An End-to-End Framework for Aerial Object Detection with State Space Models and Multiscale Attention Gating in Hazy Scenes
摘要
Aerial object detection aims to precisely identify and spatially localize ground targets from aerial images, an essential task for a wide range of applications. However, atmospheric haze significantly degrades traditional algorithms, limiting their practical utility. Prior methods employing image dehazing as preprocessing face a mismatch between low-level restoration and high-level detection objectives. This paper introduces Hazy-Mamba, an end-to-end detection framework for UAVs in hazy scenes. It enhances feature extraction and detection using the Haze-Adaptive Feature Enhancement (HAFE) and Multi-scale Attention Gating (MAG) modules.
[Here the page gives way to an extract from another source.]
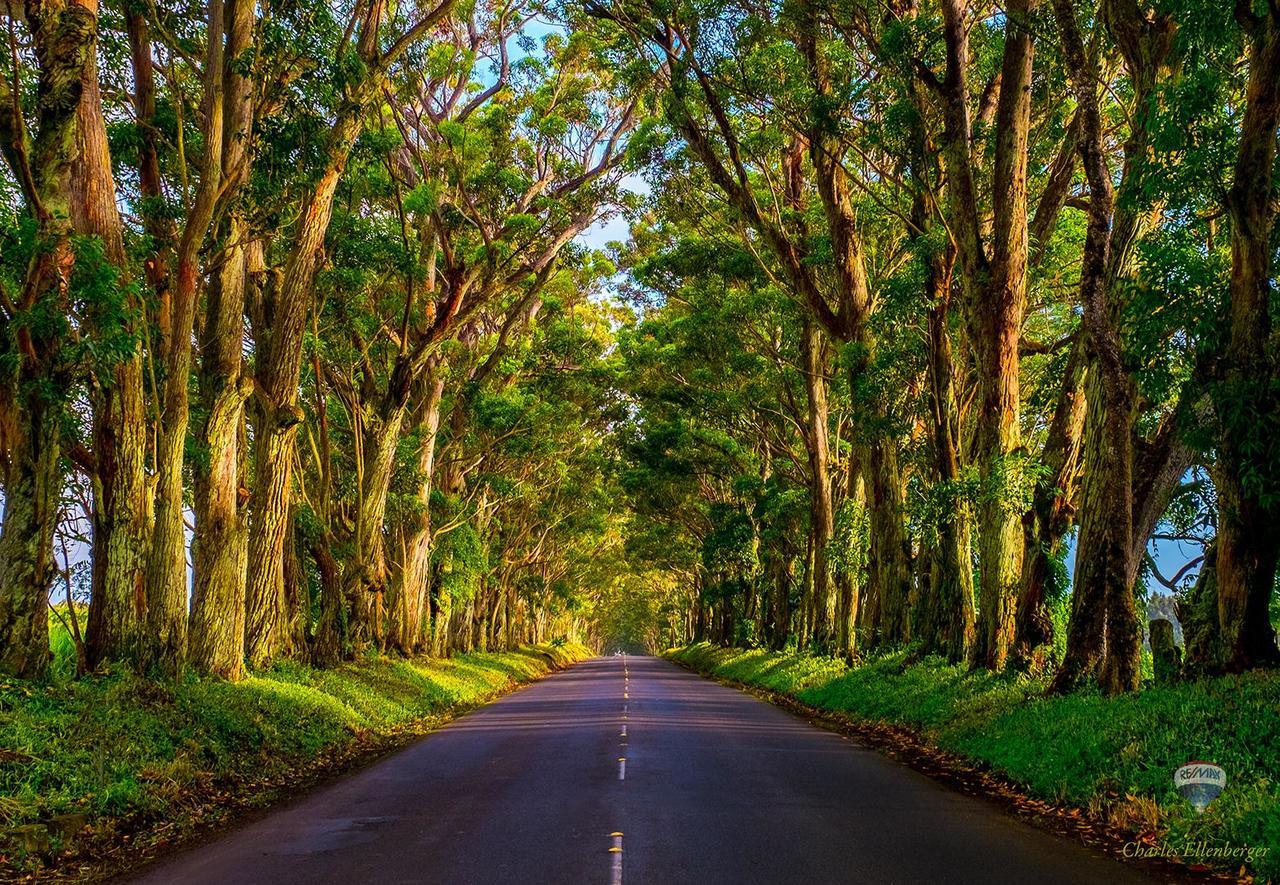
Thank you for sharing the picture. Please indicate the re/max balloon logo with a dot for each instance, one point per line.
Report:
(1200, 783)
HAFE extracts dehazed features through low-pass filtering, multi-scale convolution, and contrast enhancement, while MAG addresses blurry features and small targets via a bottleneck structure and multi-scale extraction. Additionally, Hazy-Mamba incorporates an Adaptive Haze-aware Distillation Loss, based on knowledge distillation, which combines haze-aware weights and KL divergence loss to dynamically adjust the learning focus. This approach achieves a balance between accuracy and complexity. Experiments demonstrate that Hazy-Mamba attains improved mAP on the HazyDet dataset with a reduced parameter count, rendering it suitable for UAV deployment.